King Digital Entertainment’s muscle-flexing from high above its tech throne could result in an even heftier financial windfall for the company if its anticipateed IPO offering proves to have as much success as its incredibly addictive game, Candy Crush Saga.
The Dublin-based company has been floating around the idea of an IPO filing for the better part of a few months now, and after a whole lot of discussions within the company, the green light was finally turned on with the filing of an updated F-1 with the SEC, pricing 22.2 million shares between $21 and $24 million. The objective, as has been speculated, is to raise as much as $532.8 million and value the company at $7.6 billion.
Those numbers carry a lot of 0’s in them, a meteoric rise to prominence for a company that reported a meager-by-comparison $164.4 million with profits of just $7.8 million in 2012. But a lot of things have changed since that time for King, including a growing number of addicted gamers willing to spend hours on end trying to crush candy. With the incredible success of Candy Crush Saga – it accounted for 78 percent of King’s $1.884 billion in revenue last year – King is taking full advantage of its workhorse game to convince the public market to splurge on highly successful tech iPOs, especially one that features a game centered around a lot of candy-bustin’.
Understating the popularity of Candy Crush seems to be a foolish undertaking at the moment, not when the game still boasts an average of 144 million daily active users who play the game more than 1.4 billion times per day, including yours truly, who has been stuck on Level 425 far longer than my sanity can take. (Damn you, tornadoes!). But some sectors of the business community seem to be of the belief that Candy Crush’s popularity has indeed peaked, pointing to King’s Q4 2013 – sales from in-game purchase fell from $648 million to $632 million with net income also sliding from $290 million to $268 million – as evidence that those chocolate balls are close to expiring.

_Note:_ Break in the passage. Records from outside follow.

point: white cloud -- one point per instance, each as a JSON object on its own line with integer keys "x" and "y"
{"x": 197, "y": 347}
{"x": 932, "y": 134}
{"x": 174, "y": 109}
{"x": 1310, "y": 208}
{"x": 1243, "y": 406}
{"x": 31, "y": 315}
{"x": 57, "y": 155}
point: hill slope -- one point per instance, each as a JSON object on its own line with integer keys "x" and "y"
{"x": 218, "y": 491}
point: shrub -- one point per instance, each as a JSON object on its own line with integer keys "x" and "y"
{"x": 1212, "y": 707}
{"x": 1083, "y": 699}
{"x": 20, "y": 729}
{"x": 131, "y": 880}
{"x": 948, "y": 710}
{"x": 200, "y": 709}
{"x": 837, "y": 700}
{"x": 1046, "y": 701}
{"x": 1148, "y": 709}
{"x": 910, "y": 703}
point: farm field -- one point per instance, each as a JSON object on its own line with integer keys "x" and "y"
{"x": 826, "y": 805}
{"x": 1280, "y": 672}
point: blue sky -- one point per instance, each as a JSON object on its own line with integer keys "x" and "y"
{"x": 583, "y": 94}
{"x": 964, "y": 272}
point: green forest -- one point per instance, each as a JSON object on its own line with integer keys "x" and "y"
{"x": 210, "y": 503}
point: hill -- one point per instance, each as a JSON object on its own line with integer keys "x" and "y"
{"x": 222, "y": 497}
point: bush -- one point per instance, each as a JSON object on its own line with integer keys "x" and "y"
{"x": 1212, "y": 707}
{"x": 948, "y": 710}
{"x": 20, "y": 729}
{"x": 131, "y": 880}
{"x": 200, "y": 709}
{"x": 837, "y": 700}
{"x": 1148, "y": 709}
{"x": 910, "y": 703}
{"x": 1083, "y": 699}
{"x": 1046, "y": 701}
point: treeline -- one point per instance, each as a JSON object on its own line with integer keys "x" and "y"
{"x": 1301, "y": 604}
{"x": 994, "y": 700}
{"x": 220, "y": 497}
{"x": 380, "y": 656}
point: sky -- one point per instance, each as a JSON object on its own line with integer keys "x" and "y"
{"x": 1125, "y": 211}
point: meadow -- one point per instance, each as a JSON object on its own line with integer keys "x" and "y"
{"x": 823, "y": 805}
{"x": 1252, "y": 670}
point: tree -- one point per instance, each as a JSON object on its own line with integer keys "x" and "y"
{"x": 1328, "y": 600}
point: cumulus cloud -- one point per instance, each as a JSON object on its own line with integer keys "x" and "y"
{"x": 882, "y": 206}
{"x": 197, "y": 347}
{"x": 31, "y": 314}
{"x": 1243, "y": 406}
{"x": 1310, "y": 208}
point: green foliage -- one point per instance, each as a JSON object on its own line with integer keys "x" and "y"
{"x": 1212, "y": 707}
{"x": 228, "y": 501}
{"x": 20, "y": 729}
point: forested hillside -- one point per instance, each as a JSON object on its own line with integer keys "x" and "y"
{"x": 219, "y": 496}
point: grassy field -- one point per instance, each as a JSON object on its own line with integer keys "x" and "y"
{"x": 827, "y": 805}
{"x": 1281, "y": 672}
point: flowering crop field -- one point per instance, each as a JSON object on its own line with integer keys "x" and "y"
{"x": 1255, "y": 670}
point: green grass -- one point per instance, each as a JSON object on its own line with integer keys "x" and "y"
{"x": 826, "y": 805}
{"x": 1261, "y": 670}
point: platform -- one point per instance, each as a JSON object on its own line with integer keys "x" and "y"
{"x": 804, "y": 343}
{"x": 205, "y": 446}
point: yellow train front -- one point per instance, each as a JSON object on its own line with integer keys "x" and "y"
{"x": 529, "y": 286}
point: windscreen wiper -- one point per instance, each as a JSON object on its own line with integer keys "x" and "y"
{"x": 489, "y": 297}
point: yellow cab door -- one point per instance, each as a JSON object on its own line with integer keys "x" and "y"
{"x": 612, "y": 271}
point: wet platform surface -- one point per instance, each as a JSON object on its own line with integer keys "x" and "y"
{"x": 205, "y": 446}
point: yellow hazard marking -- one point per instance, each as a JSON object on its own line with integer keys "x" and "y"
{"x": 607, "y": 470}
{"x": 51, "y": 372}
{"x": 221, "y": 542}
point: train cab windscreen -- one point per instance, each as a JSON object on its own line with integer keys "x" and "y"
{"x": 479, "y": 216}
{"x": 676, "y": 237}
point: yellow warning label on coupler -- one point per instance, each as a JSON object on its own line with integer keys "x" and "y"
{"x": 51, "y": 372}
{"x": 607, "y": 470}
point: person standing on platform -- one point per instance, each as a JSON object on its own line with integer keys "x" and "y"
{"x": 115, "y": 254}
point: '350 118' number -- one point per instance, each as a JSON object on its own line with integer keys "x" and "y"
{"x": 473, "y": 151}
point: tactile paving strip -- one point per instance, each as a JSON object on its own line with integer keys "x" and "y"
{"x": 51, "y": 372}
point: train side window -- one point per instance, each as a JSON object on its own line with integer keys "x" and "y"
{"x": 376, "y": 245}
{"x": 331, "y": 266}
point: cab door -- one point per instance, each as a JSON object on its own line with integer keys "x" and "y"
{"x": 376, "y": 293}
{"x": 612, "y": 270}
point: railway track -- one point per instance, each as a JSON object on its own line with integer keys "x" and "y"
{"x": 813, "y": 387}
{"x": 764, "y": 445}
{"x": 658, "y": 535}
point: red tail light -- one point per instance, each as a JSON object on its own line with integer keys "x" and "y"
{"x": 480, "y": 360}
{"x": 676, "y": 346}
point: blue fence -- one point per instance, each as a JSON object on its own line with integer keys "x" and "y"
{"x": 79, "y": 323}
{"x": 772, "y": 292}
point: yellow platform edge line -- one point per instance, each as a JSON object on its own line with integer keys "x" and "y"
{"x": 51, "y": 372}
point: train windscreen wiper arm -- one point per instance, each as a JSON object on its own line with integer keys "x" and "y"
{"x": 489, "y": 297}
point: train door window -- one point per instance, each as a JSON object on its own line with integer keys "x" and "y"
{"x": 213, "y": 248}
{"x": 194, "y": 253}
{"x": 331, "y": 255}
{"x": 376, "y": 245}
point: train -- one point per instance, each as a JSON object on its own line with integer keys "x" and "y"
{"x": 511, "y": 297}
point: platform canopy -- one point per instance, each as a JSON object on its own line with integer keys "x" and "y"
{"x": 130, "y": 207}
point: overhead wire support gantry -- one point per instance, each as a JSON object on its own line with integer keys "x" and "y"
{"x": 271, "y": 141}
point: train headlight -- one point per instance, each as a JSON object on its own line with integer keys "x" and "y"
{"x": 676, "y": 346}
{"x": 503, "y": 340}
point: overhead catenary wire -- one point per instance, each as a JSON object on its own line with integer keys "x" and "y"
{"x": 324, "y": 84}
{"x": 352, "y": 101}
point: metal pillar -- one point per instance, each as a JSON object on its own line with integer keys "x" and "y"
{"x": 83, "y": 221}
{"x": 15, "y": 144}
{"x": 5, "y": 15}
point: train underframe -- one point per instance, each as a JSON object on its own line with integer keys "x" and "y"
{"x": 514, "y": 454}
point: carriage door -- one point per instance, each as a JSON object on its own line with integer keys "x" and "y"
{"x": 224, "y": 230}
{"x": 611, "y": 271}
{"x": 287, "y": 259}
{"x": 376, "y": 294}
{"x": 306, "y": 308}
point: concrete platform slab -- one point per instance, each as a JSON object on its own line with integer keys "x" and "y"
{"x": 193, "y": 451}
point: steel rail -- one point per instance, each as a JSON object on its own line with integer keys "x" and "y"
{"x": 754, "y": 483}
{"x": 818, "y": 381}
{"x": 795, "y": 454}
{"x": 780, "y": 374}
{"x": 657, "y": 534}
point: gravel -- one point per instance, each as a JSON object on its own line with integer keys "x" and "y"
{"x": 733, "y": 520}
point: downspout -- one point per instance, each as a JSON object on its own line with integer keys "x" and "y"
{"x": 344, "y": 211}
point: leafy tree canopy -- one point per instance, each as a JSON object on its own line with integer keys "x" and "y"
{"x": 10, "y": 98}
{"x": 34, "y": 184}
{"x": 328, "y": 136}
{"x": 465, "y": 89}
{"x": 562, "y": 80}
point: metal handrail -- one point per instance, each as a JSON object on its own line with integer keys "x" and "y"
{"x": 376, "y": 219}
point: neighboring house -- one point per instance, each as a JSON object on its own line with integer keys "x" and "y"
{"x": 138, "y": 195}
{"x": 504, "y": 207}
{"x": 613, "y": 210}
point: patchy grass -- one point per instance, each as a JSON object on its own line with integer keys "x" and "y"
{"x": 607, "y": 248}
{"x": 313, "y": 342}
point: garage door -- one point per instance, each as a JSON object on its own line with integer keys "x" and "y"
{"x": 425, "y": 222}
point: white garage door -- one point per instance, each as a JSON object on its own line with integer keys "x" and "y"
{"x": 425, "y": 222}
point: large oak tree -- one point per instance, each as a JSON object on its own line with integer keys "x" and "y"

Should Candy Crush’s sales figures continue to decline, King doesn’t have the advantage of another popular title to fall back on. In fact, the company’s second biggest game, Pet Rescue Saga, only has less than one-sixth of the money maker’s user base.
So while the proverbial iron is hot, share holders of King Digital, which includes Apax Partners and its 48 percent stake in the company, is trying to get what it can with the IPO filing. It’s a solid business decision that ought to provide a springboard for bigger success this year. So when the time comes that King starts trading as KING on the New York Stock Exchange, there’s enough reason to believe that companies are willing to pay up to get a piece of Candy Crush Saga for as long as the game’s popularity continues to rake in the millions.